La pluralidad o el ego
¿Qué de oportunidades y riesgos entraña para la auto conciencia, la expresión y el diálogo esta suerte de impasse o anómala Guerra Fría? Ya en su extraordinaria crónica Voces de Chernobyl, la periodista Svetlana Alexievich había narrado la extrañeza de los entonces pueblos soviéticos en el trauma y la incredulidad de librar una guerra contra un enemigo invisible: “La primera vez que nos dijeron que teníamos radiación, pensamos que era alguna enfermedad. Pero nos decían que no era eso, que era algo que estaba en la tierra, que se metía en la tierra y que no se podía ver (…) Nos aconsejaban que trabajáramos en la huerta con máscaras de venda y con guantes de goma. Vino un sabio importante y pronunció un discurso en el club diciendo que teníamos que lavar la leña. Nos cerraron con candado los pozos y los envolvieron en plástico… Que el agua estaba sucia. La gente se asustó… Se les llenó el cuerpo de miedo… Algunos empezaron a enterrar por la noches sus pertenencias”.

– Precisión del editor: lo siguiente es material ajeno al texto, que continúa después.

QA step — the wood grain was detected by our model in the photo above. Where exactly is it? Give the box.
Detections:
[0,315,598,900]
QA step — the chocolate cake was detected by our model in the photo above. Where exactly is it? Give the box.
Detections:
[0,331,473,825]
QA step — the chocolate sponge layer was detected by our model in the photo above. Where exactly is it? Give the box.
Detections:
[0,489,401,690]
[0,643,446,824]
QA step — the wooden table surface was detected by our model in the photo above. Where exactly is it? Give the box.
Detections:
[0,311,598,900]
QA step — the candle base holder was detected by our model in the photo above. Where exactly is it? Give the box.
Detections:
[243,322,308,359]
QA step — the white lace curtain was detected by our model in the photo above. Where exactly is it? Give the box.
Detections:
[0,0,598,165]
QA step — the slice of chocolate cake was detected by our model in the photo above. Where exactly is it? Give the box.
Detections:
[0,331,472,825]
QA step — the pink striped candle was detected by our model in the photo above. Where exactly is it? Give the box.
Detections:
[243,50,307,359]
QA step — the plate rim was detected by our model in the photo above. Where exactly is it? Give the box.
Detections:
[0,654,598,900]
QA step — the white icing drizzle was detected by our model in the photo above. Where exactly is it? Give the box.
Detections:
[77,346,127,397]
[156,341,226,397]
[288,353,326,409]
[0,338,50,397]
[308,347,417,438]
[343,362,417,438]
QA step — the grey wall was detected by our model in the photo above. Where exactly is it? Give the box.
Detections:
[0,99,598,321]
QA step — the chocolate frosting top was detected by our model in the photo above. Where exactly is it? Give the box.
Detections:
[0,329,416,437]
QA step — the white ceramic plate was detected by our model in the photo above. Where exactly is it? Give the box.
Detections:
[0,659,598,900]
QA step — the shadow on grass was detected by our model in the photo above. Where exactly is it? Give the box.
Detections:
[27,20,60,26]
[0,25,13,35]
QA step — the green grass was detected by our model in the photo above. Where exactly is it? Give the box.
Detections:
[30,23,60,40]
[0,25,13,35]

Es decir ¿Esta extrañeza nos urgirá a nuevas dinámicas y configuraciones o nos embotará hacia una mayor parálisis? Sigo los testimonios, los apuntes, las reflexiones e incluso las crónicas personales del encierro a un nivel local vía el panóptico de las redes sociales (A Foucault le gusta esto..), y pareciera que lo que sigue rigiendo (lo que rifa) –aún dentro de la planetaria coyuntura- es la oxidada brújula del yo. Yo hice. Yo siento. Yo creo. Yo pienso. Yo me desmarco. Yo aprovecho. Yo soy la singularidad. Yo Narciso. El autoelogio, el mirarse el ombligo, la masturbación clasemediera y narcisista; la oportunidad del negocio, la seudo visibilidad, el heroísmo coyuntural o del trending topic: una nueva farándula fruto de la catástrofe. Idea para el PECDA: Un poemario que se llame “Selfies desde el infierno”.
Una moneda en el aire
¿Podrá esta lucha sorda empujarnos más allá del marasmo? ¿De la seudo superioridad moral y el discurso mamador del “Si no saliste de esta pandemia con una nueva habilidad o un nuevo libro leído, bla bla”? ¿Seremos más solidarios, más conscientes, más valientes, más humanos? ¿Abrazaremos la vida con mayor fervor o con la indiferencia de siempre? Saldremos hacia la luz del sol y a las calles que fueron nuestras con renovados bríos, con ideas, ansias de transformación, la mirada nítida o hundidos en el marasmo y la inopia de siempre?
Mientras escribo esto hace viento. Sigo leyendo la vida de Dostoievski por Stefan Zweig y su lucha contra “el demonio estrangulador” de su enfermedad: “Dostoievski domina el sufrimiento acechándolo. Transforma el extremo peligro de su vida, la epilepsia, en el mayor secreto de su arte.”
Un helicóptero sobrevuela la ciudad el resto de la tarde.